O telespectador, no mínimo, deve se perguntar de onde surge tanto dinheiro nos bolsos de tais personagens. Esse fato me faz lembrar os antigos filmes de caubói, em que o protagonista, para se livrar das armadilhas dos bandidos, disparava infinitamente seu revólver cheio de bala, sem que soubéssemos de onde vinha tanta munição.

Antes de o jornal terminar, foi noticiado mais um crime bárbaro em família diante de uma criança. Um analista de plantão – se não estou enganado, um sociólogo – comentou que esses crimes ocorriam porque as pessoas estavam cada vez mais egoístas e consumistas. Talvez fosse o momento de refletir sobre as palavras do filósofo Sócrates, ao ser perguntado por um discípulo que o viu no centro comercial de Atenas: “Mestre, o que fazes aqui?” Ele, então, respondeu: “Observando a enorme quantidade de objetos dos quais não preciso para ser feliz.”

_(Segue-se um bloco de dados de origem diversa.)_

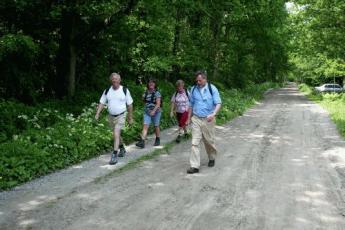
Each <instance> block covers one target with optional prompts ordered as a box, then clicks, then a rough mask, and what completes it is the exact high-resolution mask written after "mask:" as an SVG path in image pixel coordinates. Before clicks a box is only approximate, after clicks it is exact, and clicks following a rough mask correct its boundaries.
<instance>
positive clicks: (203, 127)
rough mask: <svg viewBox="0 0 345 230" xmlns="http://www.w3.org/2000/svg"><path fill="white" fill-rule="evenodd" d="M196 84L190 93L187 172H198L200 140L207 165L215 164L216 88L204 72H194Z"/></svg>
mask: <svg viewBox="0 0 345 230" xmlns="http://www.w3.org/2000/svg"><path fill="white" fill-rule="evenodd" d="M195 78H196V85H195V86H193V88H192V90H191V95H190V114H191V115H192V116H189V117H191V123H192V151H191V154H190V166H191V167H190V168H189V169H188V170H187V173H189V174H193V173H198V172H199V167H200V146H199V145H200V141H201V140H202V141H203V142H204V145H205V149H206V152H207V155H208V158H209V162H208V166H209V167H213V166H214V165H215V156H216V154H217V149H216V146H215V118H216V115H217V114H218V111H219V110H220V108H221V103H222V101H221V99H220V96H219V92H218V89H217V88H216V87H215V86H214V85H212V84H210V83H208V82H207V76H206V74H205V73H204V72H201V71H199V72H197V73H196V74H195Z"/></svg>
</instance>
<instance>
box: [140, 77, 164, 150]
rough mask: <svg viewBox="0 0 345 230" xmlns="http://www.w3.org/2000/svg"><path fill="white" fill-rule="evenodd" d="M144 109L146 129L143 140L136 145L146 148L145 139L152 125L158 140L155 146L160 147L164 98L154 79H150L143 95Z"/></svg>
mask: <svg viewBox="0 0 345 230" xmlns="http://www.w3.org/2000/svg"><path fill="white" fill-rule="evenodd" d="M143 100H144V103H145V107H144V127H143V131H142V135H141V139H140V140H139V141H138V142H137V143H136V144H135V145H136V146H137V147H140V148H144V147H145V139H146V136H147V131H148V129H149V126H150V124H151V123H153V125H154V127H155V134H156V139H155V143H154V146H158V145H160V128H159V123H160V119H161V115H162V111H161V103H162V96H161V94H160V92H159V91H158V90H157V83H156V81H155V80H154V79H150V80H149V81H148V83H147V88H146V91H145V93H144V94H143Z"/></svg>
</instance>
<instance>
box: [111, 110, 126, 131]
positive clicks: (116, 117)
mask: <svg viewBox="0 0 345 230" xmlns="http://www.w3.org/2000/svg"><path fill="white" fill-rule="evenodd" d="M108 121H109V127H110V128H111V130H115V129H122V128H123V127H124V126H125V123H126V113H124V114H121V115H119V116H117V117H114V116H111V115H108Z"/></svg>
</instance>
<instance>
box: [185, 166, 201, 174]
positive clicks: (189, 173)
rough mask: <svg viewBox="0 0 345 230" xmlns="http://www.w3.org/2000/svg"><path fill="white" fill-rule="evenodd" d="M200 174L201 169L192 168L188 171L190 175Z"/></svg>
mask: <svg viewBox="0 0 345 230" xmlns="http://www.w3.org/2000/svg"><path fill="white" fill-rule="evenodd" d="M198 172H199V169H197V168H193V167H190V168H189V169H187V173H188V174H194V173H198Z"/></svg>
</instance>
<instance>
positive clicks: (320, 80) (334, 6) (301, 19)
mask: <svg viewBox="0 0 345 230" xmlns="http://www.w3.org/2000/svg"><path fill="white" fill-rule="evenodd" d="M293 2H294V3H295V8H296V9H295V10H294V11H292V12H291V13H290V19H289V20H290V24H291V26H290V31H291V33H292V34H293V36H292V38H293V39H292V40H291V47H290V60H291V64H292V65H293V66H294V68H293V72H294V75H295V76H296V80H298V81H299V82H304V83H307V84H310V85H313V86H315V85H319V84H323V83H328V82H330V81H332V82H333V80H335V81H337V83H339V84H343V77H344V76H345V65H344V59H345V55H344V52H343V48H344V42H345V32H344V30H343V29H342V26H341V25H343V24H344V22H345V18H344V16H343V12H344V10H345V4H344V2H343V1H337V0H316V1H304V0H296V1H293ZM334 78H335V79H334Z"/></svg>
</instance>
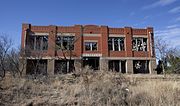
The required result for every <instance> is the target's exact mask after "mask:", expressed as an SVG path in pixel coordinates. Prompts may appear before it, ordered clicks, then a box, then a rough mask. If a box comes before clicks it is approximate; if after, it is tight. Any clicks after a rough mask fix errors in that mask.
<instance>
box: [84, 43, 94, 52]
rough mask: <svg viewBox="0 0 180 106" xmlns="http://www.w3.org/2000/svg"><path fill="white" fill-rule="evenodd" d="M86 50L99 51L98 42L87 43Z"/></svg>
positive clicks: (85, 46) (85, 47)
mask: <svg viewBox="0 0 180 106" xmlns="http://www.w3.org/2000/svg"><path fill="white" fill-rule="evenodd" d="M85 50H86V51H96V50H97V42H85Z"/></svg>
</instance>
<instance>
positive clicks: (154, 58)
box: [101, 57, 156, 60]
mask: <svg viewBox="0 0 180 106" xmlns="http://www.w3.org/2000/svg"><path fill="white" fill-rule="evenodd" d="M101 59H107V60H156V58H151V57H101Z"/></svg>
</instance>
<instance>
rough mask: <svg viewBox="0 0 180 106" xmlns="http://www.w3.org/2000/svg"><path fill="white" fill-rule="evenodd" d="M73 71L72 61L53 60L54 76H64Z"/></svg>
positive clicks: (72, 63) (73, 68) (73, 63)
mask: <svg viewBox="0 0 180 106" xmlns="http://www.w3.org/2000/svg"><path fill="white" fill-rule="evenodd" d="M74 69H75V68H74V60H71V61H69V60H55V69H54V73H55V74H66V73H68V72H72V71H73V70H74Z"/></svg>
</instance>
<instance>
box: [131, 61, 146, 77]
mask: <svg viewBox="0 0 180 106" xmlns="http://www.w3.org/2000/svg"><path fill="white" fill-rule="evenodd" d="M133 72H134V74H138V73H144V74H145V73H149V61H148V60H134V61H133Z"/></svg>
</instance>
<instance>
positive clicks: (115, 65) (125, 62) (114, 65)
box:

CARNAVAL – O QUE VALE É A IMAGEM

O carnaval é uma festa esplêndida, em constante transformação. Em sua essência, parece haver uma comunhão de alegria. Do inconsciente, jorra um mundo mágico de máscaras com personagens que gostaríamos de ser. O Brasil, então, torna-se o país dos sonhos. Dizem que seu carnaval é o maior porque exalta a paz.

Mas não custa nada fazer algumas observações. A invasão de atrizes e manequins como madrinhas de bateria das escolas de samba, por exemplo, soa um tanto sofisticada, artificial e fora de compasso. Nada contra a Luiza Brunet, a Gisele Bünchem ou a Cláudia Raia, pelo contrário, elas são lindas, sorriem até demais e exercitam razoavelmente o samba no pé. Entretanto, com todo o respeito à mistura de raças, quem é bamba sabe que ali está faltando ginga, ritmo e o verdadeiro requebrado de uma rainha do samba.

Não adianta a TV, através de seus locutores esportivos, querer meter na cabeça dos telespectadores que elas – as modelos e atrizes – estão arrasando na avenida e que o povão nas arquibancadas está indo ao delírio, quando as imagens são veiculadas e em nada correspondem ao que eles afirmam! Ou seja, o repórter fala que a modelo está com o samba no pé e a imagem mostra que ela é simplesmente esforçada e espalhafatosa.

Agora, ouvir uma dessas beldades, ao ser entrevistada após o desfile, dizer que “ama de paixão a escola de samba tal”, quando se sabe que ela desfilaria por várias outras, é dose! È como o jogador de futebol que faz um gol e corre para a torcida beijando a emblema do clube, embora todos presentes no estádio saibam que ele fez a mesma atitude quando jogava pelo time rival. O carnaval, assim como o futebol, converteu-se mesmo em espetáculo, ainda que venha com o invólucro da paixão.

Muitos pagam caro para sair no desfile de uma escola de samba. Como o carnaval é a apoteose da vaidade e uma grande festa para turista ver, aproveito para contar a historinha de um amigo que gastou uma grana para sair na Sapucaí. Ele viajou e pediu a todos os conhecidos que ficassem de olho na telinha. Gente, fizeram maldade com nosso folião! Deram-lhe uma fantasia que o tornou irreconhecível. Mas, folião que é folião não desiste nunca. Hoje ele sai no bloco dos sujos, aqui em Fortaleza, e é eterno candidato a vereador.